Querem transformar o documentário de Vivian em uma minissérie.
Distribuição global.
Tradução em cinco línguas.
Promoção em festivais.
Mas havia um detalhe.
— Eles pediram pra suavizar alguns trechos.
— Retirar o nome de Teresa.
— Cortar os depoimentos que envolvem militares ainda vivos.
— E tu?
— Ainda não respondi.
— Parte de mim diz: isso é tudo que sempre quis.
— Outra parte diz: isso é exatamente o que Teresa enfrentou a vida inteira.
— E eu estaria fazendo o mesmo que ela… calando a dor dos outros pra caber na vitrine.
Fiquei em silêncio.
Depois disse:
— A fama alimenta o ego.
Mas só a verdade alimenta a alma.
— E se eu perder a chance?
— Então vais dormir tranquila.
E ninguém apaga a tranquilidade de quem foi fiel a si.
Ela respirou fundo.
— Às vezes, eu só queria que Teresa estivesse viva.
— Só pra eu poder gritar com ela… e depois, talvez, abraçá-la.
— E talvez…
— ela te escutasse como nunca escutou ninguém.
Horas depois, Beatriz me ligou.
— Ele vem.
— Quem?
— O Luan.
Meu coração pulou.
— A sério?
— Sim.
Ele comprou a passagem.
Chega no sábado.
— E como se sente?
— Com medo.
Mas disse que precisa ver os rostos que herdaram a voz da mulher que o salvou.

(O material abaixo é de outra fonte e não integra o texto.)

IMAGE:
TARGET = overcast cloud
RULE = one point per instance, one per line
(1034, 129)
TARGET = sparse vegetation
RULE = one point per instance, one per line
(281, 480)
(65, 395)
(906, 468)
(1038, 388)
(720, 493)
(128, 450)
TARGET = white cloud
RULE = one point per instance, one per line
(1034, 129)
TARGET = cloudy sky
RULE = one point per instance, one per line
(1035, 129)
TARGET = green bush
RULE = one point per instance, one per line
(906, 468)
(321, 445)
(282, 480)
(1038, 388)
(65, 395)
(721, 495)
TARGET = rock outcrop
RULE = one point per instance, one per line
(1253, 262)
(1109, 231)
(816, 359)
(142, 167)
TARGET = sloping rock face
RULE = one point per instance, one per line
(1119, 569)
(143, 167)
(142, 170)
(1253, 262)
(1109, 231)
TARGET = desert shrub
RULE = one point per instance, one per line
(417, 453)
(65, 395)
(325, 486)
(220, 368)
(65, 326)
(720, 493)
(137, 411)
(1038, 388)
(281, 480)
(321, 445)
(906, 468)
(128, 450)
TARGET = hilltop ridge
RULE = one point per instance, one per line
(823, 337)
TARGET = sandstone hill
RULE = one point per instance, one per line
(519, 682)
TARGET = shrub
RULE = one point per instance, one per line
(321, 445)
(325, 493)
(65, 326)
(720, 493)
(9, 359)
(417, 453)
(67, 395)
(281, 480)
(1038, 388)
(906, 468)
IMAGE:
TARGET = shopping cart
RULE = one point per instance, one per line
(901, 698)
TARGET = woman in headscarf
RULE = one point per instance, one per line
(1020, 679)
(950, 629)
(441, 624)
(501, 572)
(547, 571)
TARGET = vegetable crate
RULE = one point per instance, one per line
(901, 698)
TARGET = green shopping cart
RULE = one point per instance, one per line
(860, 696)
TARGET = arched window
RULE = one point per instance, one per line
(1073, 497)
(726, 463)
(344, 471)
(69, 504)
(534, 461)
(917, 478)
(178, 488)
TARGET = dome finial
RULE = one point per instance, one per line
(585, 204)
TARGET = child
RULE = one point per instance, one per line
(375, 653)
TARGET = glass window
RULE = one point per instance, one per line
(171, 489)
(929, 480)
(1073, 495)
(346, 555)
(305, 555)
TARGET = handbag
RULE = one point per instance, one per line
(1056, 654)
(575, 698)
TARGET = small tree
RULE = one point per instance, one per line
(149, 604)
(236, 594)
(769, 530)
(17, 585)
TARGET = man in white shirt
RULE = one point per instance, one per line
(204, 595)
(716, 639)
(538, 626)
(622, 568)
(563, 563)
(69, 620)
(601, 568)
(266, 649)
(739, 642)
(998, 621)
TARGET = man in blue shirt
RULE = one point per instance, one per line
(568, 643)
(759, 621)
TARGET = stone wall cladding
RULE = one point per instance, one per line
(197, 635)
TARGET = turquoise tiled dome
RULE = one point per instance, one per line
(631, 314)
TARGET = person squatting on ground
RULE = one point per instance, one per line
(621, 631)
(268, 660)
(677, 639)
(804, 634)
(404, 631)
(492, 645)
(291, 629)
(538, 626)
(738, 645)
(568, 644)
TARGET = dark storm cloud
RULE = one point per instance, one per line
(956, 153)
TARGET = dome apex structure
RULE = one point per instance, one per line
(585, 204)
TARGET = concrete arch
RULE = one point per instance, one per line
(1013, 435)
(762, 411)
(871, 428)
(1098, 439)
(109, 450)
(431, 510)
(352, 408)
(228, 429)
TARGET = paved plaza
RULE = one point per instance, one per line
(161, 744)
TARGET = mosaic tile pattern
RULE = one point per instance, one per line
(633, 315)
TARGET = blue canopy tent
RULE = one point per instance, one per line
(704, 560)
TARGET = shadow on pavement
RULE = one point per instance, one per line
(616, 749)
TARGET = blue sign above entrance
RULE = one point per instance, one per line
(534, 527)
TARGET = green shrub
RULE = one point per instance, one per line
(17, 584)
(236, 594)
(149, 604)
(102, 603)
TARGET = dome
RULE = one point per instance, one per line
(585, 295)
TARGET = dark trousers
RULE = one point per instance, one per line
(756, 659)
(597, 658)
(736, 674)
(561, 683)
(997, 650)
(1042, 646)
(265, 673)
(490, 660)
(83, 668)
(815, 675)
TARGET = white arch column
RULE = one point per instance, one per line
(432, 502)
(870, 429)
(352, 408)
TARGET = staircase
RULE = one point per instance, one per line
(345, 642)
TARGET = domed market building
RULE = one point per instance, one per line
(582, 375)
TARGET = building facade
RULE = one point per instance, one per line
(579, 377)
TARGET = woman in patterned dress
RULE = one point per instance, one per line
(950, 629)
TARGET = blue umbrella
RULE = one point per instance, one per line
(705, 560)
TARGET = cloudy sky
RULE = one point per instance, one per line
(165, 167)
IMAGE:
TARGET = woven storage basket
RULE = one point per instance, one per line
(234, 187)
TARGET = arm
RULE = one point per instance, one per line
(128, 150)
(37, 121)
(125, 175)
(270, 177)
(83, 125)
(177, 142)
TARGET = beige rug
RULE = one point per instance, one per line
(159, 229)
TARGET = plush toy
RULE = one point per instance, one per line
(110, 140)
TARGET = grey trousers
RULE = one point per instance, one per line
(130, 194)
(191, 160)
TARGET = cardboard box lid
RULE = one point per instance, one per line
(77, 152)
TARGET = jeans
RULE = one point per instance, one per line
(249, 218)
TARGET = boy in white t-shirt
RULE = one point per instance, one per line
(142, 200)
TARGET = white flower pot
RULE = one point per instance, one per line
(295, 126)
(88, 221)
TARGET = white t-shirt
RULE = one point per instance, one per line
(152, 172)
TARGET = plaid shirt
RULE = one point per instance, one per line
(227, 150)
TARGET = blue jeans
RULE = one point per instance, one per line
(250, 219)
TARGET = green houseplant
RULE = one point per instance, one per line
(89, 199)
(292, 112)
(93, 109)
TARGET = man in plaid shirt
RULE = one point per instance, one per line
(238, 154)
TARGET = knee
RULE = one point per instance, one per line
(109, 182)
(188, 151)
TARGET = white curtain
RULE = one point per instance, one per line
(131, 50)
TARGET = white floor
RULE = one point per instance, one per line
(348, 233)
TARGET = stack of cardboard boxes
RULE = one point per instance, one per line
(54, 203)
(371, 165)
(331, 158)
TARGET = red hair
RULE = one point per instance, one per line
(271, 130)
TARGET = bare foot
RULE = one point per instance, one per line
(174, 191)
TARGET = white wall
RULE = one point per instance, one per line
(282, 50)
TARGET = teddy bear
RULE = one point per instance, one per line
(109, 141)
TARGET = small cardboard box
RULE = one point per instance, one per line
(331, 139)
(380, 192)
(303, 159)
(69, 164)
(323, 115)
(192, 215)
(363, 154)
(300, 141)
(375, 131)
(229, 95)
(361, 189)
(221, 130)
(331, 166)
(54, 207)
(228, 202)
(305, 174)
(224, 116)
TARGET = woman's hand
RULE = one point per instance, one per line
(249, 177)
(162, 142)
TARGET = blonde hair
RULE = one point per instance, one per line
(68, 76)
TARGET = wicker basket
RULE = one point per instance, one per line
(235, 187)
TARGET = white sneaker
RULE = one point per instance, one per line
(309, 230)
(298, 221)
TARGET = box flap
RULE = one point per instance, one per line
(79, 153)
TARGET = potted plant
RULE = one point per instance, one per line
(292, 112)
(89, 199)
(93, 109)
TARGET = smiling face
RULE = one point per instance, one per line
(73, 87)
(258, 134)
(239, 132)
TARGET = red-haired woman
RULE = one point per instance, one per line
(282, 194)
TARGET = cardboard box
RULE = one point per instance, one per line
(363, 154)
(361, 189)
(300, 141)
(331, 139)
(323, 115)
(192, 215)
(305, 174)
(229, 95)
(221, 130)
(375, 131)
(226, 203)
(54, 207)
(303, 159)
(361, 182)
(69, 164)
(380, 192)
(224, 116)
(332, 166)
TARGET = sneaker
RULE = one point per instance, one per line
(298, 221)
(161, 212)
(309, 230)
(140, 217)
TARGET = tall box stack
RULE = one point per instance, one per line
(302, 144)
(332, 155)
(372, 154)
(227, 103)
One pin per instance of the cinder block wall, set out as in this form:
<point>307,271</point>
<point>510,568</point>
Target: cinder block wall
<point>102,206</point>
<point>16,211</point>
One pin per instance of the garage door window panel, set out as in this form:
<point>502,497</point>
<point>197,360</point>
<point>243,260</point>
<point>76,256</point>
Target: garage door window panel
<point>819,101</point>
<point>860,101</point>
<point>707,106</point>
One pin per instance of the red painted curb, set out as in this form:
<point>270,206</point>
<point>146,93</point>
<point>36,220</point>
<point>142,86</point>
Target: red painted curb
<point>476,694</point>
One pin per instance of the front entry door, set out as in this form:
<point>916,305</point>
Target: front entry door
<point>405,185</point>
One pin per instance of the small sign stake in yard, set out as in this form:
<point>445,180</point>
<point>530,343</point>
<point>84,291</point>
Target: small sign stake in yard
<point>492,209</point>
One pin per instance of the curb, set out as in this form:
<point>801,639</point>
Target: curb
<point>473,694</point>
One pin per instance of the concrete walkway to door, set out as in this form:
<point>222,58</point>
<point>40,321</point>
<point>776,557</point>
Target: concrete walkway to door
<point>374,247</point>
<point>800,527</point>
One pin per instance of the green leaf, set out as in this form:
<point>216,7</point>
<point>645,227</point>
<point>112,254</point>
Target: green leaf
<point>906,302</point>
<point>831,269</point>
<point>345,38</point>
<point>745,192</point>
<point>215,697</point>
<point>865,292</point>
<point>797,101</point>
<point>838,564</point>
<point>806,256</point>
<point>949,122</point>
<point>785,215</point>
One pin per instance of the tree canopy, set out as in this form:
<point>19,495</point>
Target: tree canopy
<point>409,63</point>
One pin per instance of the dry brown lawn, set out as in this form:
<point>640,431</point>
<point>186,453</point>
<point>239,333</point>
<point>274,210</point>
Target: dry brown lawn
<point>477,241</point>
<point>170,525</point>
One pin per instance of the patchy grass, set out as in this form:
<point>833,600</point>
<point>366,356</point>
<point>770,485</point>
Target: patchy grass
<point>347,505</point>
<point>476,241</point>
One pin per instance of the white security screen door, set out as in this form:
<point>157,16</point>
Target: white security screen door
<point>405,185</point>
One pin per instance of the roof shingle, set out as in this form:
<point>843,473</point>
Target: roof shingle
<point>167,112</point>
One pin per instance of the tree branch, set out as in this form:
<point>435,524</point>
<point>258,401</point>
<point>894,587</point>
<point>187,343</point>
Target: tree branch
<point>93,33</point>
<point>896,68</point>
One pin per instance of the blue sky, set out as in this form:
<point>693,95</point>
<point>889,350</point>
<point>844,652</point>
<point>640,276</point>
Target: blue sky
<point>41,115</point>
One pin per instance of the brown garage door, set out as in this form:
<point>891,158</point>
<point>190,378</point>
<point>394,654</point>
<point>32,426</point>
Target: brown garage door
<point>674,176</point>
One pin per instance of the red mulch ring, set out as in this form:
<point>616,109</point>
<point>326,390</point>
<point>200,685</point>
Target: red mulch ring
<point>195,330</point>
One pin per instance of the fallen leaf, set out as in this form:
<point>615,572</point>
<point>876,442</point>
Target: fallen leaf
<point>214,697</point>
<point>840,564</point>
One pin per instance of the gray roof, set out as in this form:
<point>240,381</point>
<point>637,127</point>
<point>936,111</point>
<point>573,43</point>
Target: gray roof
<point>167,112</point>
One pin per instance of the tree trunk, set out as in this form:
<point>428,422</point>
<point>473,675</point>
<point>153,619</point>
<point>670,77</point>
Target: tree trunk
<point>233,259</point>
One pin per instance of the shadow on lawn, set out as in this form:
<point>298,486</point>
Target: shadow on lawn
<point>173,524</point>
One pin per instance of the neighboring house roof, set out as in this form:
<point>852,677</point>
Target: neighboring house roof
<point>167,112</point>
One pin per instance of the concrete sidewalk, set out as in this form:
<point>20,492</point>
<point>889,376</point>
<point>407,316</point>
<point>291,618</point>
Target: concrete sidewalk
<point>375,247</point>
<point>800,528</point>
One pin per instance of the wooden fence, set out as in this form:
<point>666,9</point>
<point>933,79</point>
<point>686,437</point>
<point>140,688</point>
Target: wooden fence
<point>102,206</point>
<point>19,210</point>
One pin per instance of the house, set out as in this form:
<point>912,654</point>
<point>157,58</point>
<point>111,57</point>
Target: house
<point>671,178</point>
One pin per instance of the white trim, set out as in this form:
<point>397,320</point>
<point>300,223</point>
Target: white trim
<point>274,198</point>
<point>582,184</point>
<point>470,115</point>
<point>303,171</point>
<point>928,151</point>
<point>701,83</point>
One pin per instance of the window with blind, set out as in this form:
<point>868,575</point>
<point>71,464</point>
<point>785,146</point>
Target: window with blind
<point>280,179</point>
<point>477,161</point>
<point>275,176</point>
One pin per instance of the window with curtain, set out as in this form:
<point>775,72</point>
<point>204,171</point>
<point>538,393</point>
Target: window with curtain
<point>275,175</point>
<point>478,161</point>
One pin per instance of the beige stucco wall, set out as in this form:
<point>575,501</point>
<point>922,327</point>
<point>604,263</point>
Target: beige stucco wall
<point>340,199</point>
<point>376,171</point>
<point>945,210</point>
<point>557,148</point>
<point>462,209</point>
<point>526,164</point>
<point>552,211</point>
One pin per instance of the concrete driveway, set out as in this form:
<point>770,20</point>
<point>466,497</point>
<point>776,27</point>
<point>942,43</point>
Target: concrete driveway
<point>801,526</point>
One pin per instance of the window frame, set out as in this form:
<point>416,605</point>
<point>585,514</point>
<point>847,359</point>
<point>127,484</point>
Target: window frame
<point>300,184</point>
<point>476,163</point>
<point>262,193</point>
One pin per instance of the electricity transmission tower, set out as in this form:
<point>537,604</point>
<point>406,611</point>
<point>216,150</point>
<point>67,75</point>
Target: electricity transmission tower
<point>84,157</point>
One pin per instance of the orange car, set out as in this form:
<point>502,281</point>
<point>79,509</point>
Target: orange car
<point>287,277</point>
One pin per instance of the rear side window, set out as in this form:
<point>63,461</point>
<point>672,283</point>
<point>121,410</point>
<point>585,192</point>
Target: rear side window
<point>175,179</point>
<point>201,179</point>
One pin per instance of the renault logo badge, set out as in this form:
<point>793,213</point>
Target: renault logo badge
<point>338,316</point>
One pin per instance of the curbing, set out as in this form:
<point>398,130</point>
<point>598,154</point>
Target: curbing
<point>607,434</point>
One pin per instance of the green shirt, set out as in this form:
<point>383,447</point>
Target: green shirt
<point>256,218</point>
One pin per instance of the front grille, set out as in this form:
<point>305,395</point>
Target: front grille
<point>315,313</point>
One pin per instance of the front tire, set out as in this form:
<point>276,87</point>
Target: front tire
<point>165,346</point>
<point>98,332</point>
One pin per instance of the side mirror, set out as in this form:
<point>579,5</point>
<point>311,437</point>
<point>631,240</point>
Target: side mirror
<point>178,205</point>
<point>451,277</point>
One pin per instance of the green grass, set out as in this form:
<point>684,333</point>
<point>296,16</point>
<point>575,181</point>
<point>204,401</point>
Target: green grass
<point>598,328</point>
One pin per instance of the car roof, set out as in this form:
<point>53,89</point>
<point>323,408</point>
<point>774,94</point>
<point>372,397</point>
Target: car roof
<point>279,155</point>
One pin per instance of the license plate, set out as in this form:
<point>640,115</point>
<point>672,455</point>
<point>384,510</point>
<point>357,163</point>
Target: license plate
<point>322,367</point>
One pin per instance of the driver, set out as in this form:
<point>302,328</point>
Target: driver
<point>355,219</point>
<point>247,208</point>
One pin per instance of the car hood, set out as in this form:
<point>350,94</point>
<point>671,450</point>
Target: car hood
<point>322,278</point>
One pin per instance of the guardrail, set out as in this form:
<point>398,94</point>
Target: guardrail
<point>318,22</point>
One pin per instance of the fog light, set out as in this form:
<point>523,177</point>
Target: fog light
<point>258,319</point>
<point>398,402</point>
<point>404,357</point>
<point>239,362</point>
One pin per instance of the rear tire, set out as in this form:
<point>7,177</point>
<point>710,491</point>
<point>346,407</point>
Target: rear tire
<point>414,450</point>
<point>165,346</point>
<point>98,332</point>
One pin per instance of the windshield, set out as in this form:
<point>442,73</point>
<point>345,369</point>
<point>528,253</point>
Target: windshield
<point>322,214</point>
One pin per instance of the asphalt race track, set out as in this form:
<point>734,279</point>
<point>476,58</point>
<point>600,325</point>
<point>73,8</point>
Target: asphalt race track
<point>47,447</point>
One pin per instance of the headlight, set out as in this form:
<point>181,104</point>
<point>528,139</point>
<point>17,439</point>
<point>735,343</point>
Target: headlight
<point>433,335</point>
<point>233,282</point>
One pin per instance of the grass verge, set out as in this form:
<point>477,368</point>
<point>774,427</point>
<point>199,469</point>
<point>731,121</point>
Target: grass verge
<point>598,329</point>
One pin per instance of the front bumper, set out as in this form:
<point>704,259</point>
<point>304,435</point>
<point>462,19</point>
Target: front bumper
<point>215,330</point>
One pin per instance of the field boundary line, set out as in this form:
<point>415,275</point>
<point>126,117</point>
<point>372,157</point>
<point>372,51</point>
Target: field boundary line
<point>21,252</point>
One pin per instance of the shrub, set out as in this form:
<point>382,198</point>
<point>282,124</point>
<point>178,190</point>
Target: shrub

Vivian escutou tudo do corredor.
Entrou com olhos marejados.
— Ele tem alguma ideia do que vai encontrar?
— Não.
— E nós também não temos.
No dia seguinte, Lou voltou de uma entrevista na rádio.
— Falei sobre o discurso.
— Mencionei Teresa.
— E me perguntaram se tenho mais irmãos além das filhas conhecidas.
— E o que respondeste?
Ela sorriu.
— Que a família verdadeira não cabe numa árvore genealógica.
— Cabe num abraço.
— E que a minha… está se desenhando aos poucos, com nomes que o mundo ainda não sabe soletrar.
Na sexta-feira, a casa se preparava como se fosse Natal.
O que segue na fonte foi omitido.